Unfortunately, some components with some compilers - the exact permutations escape me at this point - don't go through operator new. This might be because they use a per-class operator new, or it might be because they use an allocator that doesn't use new. (Being under a publishing deadline, I didn't have the time - nor the inclination, if I'm honest - to find out which it was in each case.)

So, in order to get a fighting chance at an accurate depiction of how much memory each library is using I decided to force the issue, by requiring all the strings used to be an instance of the following specialisation, rather than std::string:

typedef std::basic_string<
  char
, std::char_traits
<char>
stlsoft::new_allocator<char>
>   string_t;

Of course, things aren't ever that simple. Such a string type is not compatible with the IOStreams default specialisations, requiring:

typedef std::basic_stringstream<
  char
, std::char_traits
<char>
stlsoft::new_allocator<char>
>   stringstream_t;

And the same thing applies for Boost.Format, requiring:

typedef boost::basic_format<
  char
, std::char_traits
<char>
stlsoft::new_allocator<char>
>   format_t;

Unfortunately, Loki's SafeFormat library does not allow for the specification of allocators (or character traits, for that matter), and only uses std::string. So a little horrifying trickery was required.

Step 1: Introduce string_t into the std namespace.

namespace std
{
  using ::string_t;
}

Now, if you've been paying attention this last decade or so you'll know that adding to the std namespace is strictly controlled. I won't go over the rules now; you can look it up. Suffice to say that this action is not allowed.

Of course, needs must, and in this case there's no choice. Since it's just a perf-test program, it's ok. Just don't go using this tactic in production code.

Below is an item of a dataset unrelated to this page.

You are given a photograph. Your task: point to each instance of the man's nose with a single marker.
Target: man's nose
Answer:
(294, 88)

Step 2: Make Loki (and any other code, for that matter) think that std::string_t is std::string.

#define string string_t

I warned you it was horrid!

Step 3: #include the Loki.SafeFormat header

#include <loki/safeformat.h>

Obviously, this has to be done after steps 1 & 2, otherwise it won't work.


There were a few other dodgy things I had to do to get it to work with some really stupid compilers, but that'll have to wait until another day.